LearnWPF featured in 'most breakable captchas ever'

LearnWPF.com my WPF community site was recently featured in the “month of bugs in captures” on websecurity.com.ua. Essentially they’re picking existing CAPTCHA implementations and picking holes in them. They wouldn’t have had to pick too hard or far - LearnWPF’s CAPTCHA implementation is only marginally more difficult to break that Jeff Atwood or Leon Bambrick, who both use hard-coded words. For LearnWPF the CAPTCHA word is embedded in the HTML, and passed to the handler that creates the image via the URI (or at least it USED to work that way). This is an intentionally naive implementation - CAPTCHAs don’t have to be convoluted to be effective, and until the websecurity.com.au folks were kind enough to post a link about how bad it was on their site it had done a pretty good job keeping out spam. The CAPTCHA code was build into my friend Darren Neimke’s Single User Blog (which LearnWPF runs on) and I’d never bothered to change it….until tonight! I hope I’m not misrepresenting Darren here, but I see him as a great minimalist - he writes simple code that mostly works (which is why his CAPTCHA is so basic). Thus it was trivial to change the CAPTCHA to work in a different way that would NOT expose the “are you actually human” word or not. For good measure I changed the background colours of the generated image to fit in more with my site theme, and also randomized the font, for a total of about 15 minutes of dev effort (plus or minus a few hours of effort to deploy the updated app to the interwebs). There is one pretty large “environmental assumption” baked in to the implementation - that the browser accepts cookies (a free hint I’m giving out to those 133t security guys on how this crazy code might be implemented). I look forward to seeing how the websecurity folk break* it now (or alternatively I’ll be cursing my own hubris in the morning when I hear about how the site is totally b0rk3d from the update).

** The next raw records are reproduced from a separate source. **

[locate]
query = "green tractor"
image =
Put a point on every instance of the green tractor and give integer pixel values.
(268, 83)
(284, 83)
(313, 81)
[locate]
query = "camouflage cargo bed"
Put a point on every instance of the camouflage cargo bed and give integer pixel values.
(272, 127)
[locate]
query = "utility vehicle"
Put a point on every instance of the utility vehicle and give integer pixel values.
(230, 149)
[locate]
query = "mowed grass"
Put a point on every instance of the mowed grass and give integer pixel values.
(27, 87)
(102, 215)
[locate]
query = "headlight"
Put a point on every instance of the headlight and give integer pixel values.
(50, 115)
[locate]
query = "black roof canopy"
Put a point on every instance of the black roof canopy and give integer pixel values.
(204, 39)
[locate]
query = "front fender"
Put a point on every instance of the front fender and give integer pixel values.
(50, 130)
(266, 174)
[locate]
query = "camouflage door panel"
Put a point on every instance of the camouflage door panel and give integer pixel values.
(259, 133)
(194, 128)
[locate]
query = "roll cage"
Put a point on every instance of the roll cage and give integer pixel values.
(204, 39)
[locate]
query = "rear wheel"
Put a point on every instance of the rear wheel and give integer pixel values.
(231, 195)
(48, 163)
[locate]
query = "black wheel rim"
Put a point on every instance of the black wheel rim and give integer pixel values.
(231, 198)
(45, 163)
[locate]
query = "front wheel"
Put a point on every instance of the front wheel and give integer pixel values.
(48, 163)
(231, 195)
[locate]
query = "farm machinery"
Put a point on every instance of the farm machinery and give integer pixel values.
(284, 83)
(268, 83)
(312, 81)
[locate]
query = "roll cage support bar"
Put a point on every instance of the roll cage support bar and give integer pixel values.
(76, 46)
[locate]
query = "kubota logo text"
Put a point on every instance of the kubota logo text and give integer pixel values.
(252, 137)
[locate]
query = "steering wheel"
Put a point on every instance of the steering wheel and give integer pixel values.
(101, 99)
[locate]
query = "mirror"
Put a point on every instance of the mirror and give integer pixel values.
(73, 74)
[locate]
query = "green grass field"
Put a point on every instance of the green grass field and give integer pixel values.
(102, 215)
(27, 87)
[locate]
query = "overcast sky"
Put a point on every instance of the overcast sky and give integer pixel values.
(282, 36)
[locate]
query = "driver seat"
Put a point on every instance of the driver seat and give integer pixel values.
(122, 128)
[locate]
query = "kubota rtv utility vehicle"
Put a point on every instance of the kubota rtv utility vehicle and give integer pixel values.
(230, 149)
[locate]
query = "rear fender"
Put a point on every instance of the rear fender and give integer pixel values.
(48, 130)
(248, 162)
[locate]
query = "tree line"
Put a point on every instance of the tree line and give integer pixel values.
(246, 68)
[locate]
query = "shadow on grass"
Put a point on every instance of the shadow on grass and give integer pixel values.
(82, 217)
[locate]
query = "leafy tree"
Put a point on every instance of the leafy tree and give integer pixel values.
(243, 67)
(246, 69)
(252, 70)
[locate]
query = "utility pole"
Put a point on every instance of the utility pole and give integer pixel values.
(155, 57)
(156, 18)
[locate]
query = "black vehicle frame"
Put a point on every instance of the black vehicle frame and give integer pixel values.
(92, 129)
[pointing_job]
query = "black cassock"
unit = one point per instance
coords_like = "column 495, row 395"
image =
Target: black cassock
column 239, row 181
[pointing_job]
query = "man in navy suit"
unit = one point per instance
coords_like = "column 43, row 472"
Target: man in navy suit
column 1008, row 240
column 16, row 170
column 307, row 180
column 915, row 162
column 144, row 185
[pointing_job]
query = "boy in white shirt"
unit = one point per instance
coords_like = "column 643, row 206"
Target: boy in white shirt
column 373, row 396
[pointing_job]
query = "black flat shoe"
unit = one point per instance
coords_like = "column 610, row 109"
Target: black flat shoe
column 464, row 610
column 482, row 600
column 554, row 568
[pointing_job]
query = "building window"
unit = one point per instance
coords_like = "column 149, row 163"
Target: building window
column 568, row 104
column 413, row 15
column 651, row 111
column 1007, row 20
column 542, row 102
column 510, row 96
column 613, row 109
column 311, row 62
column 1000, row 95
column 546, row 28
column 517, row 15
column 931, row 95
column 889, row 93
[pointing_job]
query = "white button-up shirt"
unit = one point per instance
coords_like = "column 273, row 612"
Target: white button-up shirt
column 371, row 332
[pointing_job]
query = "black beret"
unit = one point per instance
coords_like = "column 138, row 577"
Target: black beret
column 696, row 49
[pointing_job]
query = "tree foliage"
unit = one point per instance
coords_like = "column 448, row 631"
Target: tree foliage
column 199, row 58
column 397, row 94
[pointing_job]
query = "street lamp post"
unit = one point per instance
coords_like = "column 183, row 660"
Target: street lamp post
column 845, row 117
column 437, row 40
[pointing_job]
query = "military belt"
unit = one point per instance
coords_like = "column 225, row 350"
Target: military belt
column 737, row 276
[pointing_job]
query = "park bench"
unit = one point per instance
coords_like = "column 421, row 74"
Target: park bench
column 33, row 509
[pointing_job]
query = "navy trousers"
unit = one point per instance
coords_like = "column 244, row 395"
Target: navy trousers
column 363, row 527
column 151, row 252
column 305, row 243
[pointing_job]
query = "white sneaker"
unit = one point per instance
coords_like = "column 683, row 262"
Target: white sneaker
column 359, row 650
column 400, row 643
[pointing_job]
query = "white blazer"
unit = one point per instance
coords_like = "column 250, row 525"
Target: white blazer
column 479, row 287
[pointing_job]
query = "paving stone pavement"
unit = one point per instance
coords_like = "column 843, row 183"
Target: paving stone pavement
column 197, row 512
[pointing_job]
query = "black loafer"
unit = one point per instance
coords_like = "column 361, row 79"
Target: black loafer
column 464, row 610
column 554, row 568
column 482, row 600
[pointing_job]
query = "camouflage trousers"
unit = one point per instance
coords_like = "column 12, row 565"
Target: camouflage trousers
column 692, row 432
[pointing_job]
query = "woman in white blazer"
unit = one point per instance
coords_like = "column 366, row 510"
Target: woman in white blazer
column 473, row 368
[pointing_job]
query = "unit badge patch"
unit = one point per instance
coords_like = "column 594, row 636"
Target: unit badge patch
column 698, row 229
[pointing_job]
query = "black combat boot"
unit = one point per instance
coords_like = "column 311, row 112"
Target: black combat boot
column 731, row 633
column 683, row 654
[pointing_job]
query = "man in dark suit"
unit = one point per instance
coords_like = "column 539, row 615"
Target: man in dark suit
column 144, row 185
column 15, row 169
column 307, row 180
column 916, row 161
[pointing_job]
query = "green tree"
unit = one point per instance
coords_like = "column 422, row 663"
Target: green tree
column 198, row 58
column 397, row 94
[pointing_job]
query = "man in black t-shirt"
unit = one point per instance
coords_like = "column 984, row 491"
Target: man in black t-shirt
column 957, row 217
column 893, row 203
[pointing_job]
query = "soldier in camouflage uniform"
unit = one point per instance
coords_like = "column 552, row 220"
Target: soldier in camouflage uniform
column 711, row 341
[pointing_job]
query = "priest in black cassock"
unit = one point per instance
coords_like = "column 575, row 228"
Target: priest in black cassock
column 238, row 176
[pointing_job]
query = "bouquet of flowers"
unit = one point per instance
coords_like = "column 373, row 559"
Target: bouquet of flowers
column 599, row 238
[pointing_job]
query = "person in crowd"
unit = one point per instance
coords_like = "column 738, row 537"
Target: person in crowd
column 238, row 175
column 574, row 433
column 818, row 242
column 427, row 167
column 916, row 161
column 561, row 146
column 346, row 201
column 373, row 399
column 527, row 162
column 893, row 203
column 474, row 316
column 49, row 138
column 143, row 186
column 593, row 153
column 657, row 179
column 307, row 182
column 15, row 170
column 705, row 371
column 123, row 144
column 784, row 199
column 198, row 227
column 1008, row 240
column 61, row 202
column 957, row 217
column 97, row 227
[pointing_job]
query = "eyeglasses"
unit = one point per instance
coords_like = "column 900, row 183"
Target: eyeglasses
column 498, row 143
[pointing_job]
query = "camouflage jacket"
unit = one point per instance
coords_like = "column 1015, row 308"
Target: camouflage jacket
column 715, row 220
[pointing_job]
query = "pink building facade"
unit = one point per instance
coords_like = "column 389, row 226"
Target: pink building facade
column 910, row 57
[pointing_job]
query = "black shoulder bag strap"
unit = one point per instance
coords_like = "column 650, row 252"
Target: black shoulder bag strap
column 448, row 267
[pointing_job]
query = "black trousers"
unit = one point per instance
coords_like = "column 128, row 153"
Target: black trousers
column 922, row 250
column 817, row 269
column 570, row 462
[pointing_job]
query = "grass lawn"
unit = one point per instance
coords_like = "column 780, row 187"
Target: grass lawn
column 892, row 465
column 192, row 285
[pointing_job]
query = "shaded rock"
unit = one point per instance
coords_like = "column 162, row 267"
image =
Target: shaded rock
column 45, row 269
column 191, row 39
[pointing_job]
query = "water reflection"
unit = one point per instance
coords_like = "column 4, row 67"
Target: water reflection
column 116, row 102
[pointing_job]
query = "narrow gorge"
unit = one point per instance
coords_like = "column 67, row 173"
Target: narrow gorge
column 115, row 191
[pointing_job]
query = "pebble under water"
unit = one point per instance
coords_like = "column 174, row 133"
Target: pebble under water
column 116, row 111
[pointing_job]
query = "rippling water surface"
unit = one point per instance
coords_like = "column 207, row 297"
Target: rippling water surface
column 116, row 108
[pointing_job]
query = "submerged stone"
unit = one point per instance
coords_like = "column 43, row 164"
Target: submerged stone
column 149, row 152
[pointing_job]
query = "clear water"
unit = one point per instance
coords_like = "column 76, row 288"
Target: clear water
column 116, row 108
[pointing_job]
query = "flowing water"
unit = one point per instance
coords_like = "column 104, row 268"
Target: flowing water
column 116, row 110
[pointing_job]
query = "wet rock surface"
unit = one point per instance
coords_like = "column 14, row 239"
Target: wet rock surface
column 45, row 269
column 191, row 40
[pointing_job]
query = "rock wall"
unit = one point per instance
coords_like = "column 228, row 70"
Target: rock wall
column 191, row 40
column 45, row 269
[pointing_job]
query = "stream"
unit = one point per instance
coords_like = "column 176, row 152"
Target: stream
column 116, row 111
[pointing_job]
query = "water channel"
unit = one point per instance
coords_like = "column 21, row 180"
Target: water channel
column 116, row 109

* most of the websecurity links to scripts that “break” other captchas don’t seem to work, but I try hard not to be too critical of the work of others.


Bruce Mcleod

This guy is out of line. Proper security etiquite is to notify you of the hole privatley and letting you close it before posting to the world.


13/11/2007 4:24:00 PM
Douglas Stockwell
Scary! These guys could probably get through the captcha on my blog too!
13/11/2007 4:26:00 PM
hey shush… i was hoping nobody noticed that ;-)
14/11/2007 4:54:00 AM
>This guy is out of line. Proper
>security etiquite … etc.

At first I thought – Yeh! This guy is out of line! But on reflection…

I think taking the time to notify the people in advance would cost a certain amount of effort – whereas the total damage done in this particular case is pretty small. So the guy has taken a risk, but only a small one.

And his method has been very effective.

I once privately notified a large and important site about their vulnerability to XSS and SQL-Injection – their response: so what? our data is not all that valuable. This included billing information for people such as myself.